Grundlagenwissen zur Pfeilervermehrung bei Teilprothesen
Bei der Pfeilervermehrung durch Mini-Implantate zur Erhöhung der Stabilität von Teilprothesen hängt die Anzahl und Position der zu inserierenden Implantate von der Anzahl, der Position und dem Zustand der verbleibenden Zähne ab. Grundsätzlich sollten die klassischen Implantatpositionen besetzt werden. Dies bedeutet, dass die Summe aus Pfeilerzähnen mit guter Prognose und Implantaten im Unterkiefer mindestens zwei pro Quadrant betragen sollte. Im Oberkiefer werden pro Quadrant mindestens drei Pfeiler benötigt.

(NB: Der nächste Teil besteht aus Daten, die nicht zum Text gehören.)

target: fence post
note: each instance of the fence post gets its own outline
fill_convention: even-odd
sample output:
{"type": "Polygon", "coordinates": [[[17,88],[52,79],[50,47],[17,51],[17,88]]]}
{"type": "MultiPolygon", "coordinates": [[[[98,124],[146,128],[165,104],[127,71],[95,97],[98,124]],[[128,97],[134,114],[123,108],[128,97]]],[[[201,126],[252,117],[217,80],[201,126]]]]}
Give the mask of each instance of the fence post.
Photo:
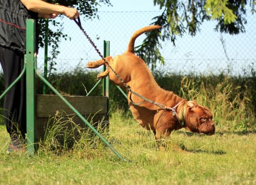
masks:
{"type": "MultiPolygon", "coordinates": [[[[110,41],[104,41],[104,53],[103,57],[110,56],[110,41]]],[[[104,65],[103,70],[104,71],[106,69],[106,66],[104,65]]],[[[109,76],[103,79],[103,96],[109,96],[110,78],[109,76]]]]}
{"type": "Polygon", "coordinates": [[[27,146],[29,155],[35,151],[35,20],[27,19],[26,51],[26,99],[27,99],[27,146]]]}
{"type": "MultiPolygon", "coordinates": [[[[47,79],[47,62],[48,60],[48,27],[49,19],[46,19],[46,28],[45,35],[45,65],[44,69],[44,77],[47,79]]],[[[46,94],[46,85],[44,84],[42,94],[46,94]]]]}

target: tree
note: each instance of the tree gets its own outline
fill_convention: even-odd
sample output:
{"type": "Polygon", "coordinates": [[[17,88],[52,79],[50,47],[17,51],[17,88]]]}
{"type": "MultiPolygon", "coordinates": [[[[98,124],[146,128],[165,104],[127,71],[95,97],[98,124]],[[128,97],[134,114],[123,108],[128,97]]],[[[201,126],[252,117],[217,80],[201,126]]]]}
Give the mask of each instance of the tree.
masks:
{"type": "MultiPolygon", "coordinates": [[[[252,13],[255,11],[255,1],[251,0],[252,13]]],[[[136,53],[154,70],[157,62],[164,64],[159,48],[160,41],[170,40],[175,45],[177,36],[186,32],[195,36],[204,21],[217,20],[215,31],[230,34],[245,32],[244,24],[246,0],[154,0],[154,5],[163,10],[161,15],[153,18],[152,24],[162,26],[157,32],[146,33],[142,44],[136,47],[136,53]]]]}
{"type": "MultiPolygon", "coordinates": [[[[101,4],[104,4],[111,6],[110,0],[46,0],[46,2],[54,4],[59,4],[61,5],[74,7],[77,8],[80,14],[84,16],[85,18],[93,19],[97,18],[97,7],[101,4]]],[[[60,15],[63,16],[63,15],[60,15]]],[[[60,39],[71,39],[66,34],[62,33],[63,25],[60,22],[55,19],[49,19],[49,23],[53,25],[56,29],[55,30],[49,29],[48,30],[48,45],[52,47],[52,57],[50,65],[50,69],[54,68],[54,65],[56,63],[52,59],[56,59],[59,53],[58,50],[58,45],[60,39]]],[[[39,19],[38,20],[39,46],[43,47],[45,45],[45,37],[46,34],[46,22],[45,19],[39,19]]]]}

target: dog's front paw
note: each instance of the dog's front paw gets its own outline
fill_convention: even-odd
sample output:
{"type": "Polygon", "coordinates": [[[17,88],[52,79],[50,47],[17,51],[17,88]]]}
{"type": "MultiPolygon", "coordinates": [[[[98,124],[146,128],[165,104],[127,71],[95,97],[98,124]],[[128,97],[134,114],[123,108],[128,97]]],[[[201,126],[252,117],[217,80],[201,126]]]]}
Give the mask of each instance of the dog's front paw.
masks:
{"type": "Polygon", "coordinates": [[[95,67],[95,66],[93,63],[93,62],[88,62],[86,65],[86,67],[87,67],[88,68],[94,68],[95,67]]]}

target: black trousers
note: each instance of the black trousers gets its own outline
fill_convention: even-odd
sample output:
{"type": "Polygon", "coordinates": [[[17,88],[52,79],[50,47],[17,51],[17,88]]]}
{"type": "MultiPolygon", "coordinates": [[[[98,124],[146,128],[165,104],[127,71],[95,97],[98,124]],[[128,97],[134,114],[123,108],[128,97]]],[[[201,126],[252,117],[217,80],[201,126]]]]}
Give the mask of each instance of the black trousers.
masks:
{"type": "MultiPolygon", "coordinates": [[[[20,74],[24,65],[24,55],[0,46],[0,63],[4,72],[5,88],[20,74]]],[[[7,131],[25,137],[26,132],[26,76],[6,94],[4,102],[4,121],[7,131]]]]}

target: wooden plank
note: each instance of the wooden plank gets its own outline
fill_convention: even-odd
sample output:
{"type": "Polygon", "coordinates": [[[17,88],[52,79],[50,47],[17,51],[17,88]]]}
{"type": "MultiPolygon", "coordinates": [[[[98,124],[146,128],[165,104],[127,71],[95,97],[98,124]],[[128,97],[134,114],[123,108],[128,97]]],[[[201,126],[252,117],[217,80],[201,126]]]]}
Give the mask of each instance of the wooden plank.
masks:
{"type": "MultiPolygon", "coordinates": [[[[83,116],[108,113],[108,99],[107,97],[63,96],[83,116]]],[[[57,111],[65,112],[67,115],[74,114],[73,111],[57,95],[38,95],[36,96],[36,117],[53,117],[57,111]]]]}
{"type": "MultiPolygon", "coordinates": [[[[58,122],[57,122],[57,124],[63,124],[63,123],[65,122],[65,120],[69,120],[70,119],[72,118],[73,122],[75,123],[76,125],[78,125],[79,127],[81,128],[81,129],[85,129],[86,130],[89,129],[85,123],[84,123],[81,120],[81,119],[77,116],[73,117],[72,116],[69,116],[69,117],[62,117],[62,116],[61,116],[61,115],[60,115],[60,116],[61,116],[61,117],[57,117],[57,119],[61,119],[59,121],[59,122],[60,123],[58,123],[58,122]]],[[[108,129],[108,128],[109,127],[109,122],[108,119],[108,116],[107,115],[107,114],[97,114],[94,116],[87,115],[84,117],[95,128],[98,127],[99,123],[100,123],[101,124],[101,125],[100,125],[101,128],[104,128],[104,129],[108,129]]],[[[35,140],[36,143],[39,142],[40,140],[44,140],[45,134],[46,132],[49,131],[49,130],[47,130],[47,127],[48,127],[49,129],[49,128],[51,128],[53,126],[53,124],[56,124],[56,123],[54,123],[54,121],[56,121],[56,120],[54,120],[53,118],[51,118],[50,117],[36,118],[35,125],[35,140]]],[[[73,124],[74,123],[72,123],[71,122],[68,121],[62,128],[63,129],[67,129],[68,130],[73,130],[74,128],[73,124]]],[[[103,129],[104,130],[104,129],[103,129]]],[[[99,131],[100,131],[100,130],[101,129],[99,130],[99,131]]],[[[101,130],[102,129],[101,129],[101,130]]],[[[76,134],[75,133],[75,135],[78,136],[79,132],[77,131],[77,130],[76,129],[75,130],[75,133],[76,133],[76,134]]],[[[57,134],[57,133],[55,134],[57,134]]],[[[61,143],[64,139],[62,135],[59,135],[59,136],[58,136],[57,138],[57,139],[58,139],[58,140],[61,143]]]]}

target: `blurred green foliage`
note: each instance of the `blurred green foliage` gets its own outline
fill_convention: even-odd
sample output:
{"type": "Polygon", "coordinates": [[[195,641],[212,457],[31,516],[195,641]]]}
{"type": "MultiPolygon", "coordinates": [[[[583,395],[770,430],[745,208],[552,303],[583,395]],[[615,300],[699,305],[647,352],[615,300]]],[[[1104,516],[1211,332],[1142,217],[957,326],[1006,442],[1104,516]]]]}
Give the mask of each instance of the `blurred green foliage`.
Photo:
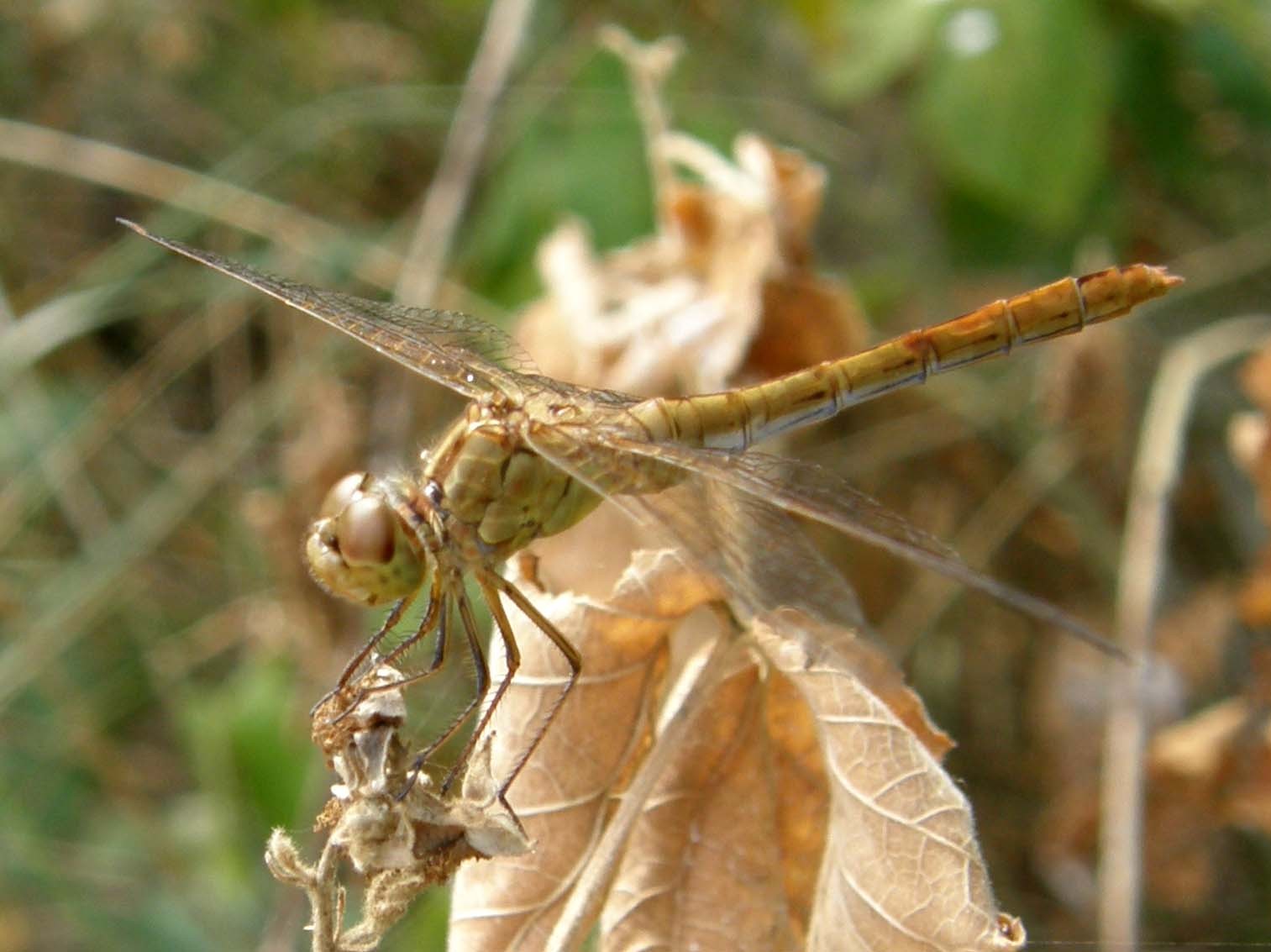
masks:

Die Wertigkeit der Pfeilerzähne hängt stark von ihrem parodontalen, prothetischen und endodontischen Zustand ab.
Ein weiterer die Wertigkeit beeinflussender Faktor ist die Position des Zahnes bzw. der Zähne. Die wichtigste Position im Quadranten, die in jedem Fall durch einen Zahn oder ein Mini-Implantat besetzt werden sollte, ist die des Eckzahnes.

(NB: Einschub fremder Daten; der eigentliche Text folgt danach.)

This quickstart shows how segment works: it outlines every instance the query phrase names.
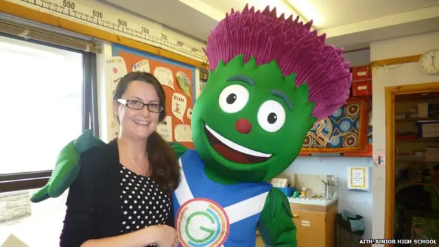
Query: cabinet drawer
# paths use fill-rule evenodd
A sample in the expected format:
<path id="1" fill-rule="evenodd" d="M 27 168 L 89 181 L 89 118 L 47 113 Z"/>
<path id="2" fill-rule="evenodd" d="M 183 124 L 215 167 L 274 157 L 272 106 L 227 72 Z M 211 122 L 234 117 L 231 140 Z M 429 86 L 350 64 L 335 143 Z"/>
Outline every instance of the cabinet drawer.
<path id="1" fill-rule="evenodd" d="M 326 213 L 294 210 L 298 247 L 326 246 Z"/>

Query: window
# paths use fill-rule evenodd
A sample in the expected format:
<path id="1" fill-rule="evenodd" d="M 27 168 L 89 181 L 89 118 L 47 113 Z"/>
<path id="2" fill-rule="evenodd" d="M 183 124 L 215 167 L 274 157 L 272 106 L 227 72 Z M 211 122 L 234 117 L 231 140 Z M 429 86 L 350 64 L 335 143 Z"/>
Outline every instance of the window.
<path id="1" fill-rule="evenodd" d="M 82 131 L 82 54 L 0 36 L 0 174 L 51 170 Z"/>
<path id="2" fill-rule="evenodd" d="M 59 245 L 67 193 L 29 198 L 66 144 L 86 128 L 98 136 L 95 56 L 0 33 L 0 246 Z"/>

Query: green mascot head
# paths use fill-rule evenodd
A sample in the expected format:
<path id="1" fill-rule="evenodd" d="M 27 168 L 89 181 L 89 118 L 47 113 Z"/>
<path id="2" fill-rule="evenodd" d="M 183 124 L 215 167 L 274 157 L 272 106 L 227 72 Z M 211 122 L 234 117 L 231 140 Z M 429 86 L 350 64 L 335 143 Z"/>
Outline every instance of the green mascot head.
<path id="1" fill-rule="evenodd" d="M 311 22 L 291 18 L 246 6 L 232 10 L 209 37 L 209 77 L 193 108 L 192 134 L 218 177 L 262 182 L 278 175 L 316 121 L 348 97 L 342 50 L 311 32 Z"/>

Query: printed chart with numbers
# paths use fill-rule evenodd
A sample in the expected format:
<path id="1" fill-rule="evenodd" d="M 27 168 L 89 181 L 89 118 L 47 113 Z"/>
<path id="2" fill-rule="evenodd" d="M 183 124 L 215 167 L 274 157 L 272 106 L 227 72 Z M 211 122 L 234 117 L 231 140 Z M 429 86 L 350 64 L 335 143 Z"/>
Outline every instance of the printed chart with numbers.
<path id="1" fill-rule="evenodd" d="M 160 47 L 200 61 L 207 58 L 205 45 L 97 1 L 1 0 L 49 13 L 106 32 Z"/>
<path id="2" fill-rule="evenodd" d="M 117 44 L 113 44 L 112 56 L 107 59 L 106 68 L 112 91 L 127 73 L 153 74 L 166 94 L 167 116 L 157 126 L 157 132 L 167 141 L 176 141 L 193 148 L 191 119 L 195 95 L 195 67 Z M 112 128 L 116 135 L 119 130 L 116 119 Z"/>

Bei der Planung besetzen wir zunächst die klassischen Implantatpositionen und führen dann eine Schwachstellenanalyse durch.
Dabei wird die Belastbarkeit der Pfeiler eingeschätzt und gegebenenfalls werden zusätzliche Mini-Implantate geplant.
Neben der parodontalen, endodontischen und prothetischen Wertigkeit der Zähne berücksichtigen wir auch die Hebelverhältnisse und die möglichst symmetrische Verteilung der Pfeiler.
Die Berücksichtigung der Statik, das heißt die möglichst ausgewogene Verteilung der Mini-Implantate beziehungsweise Pfeiler im Kiefer, ist eine der wichtigsten Voraussetzungen für eine erfolgreiche Behandlungsplanung.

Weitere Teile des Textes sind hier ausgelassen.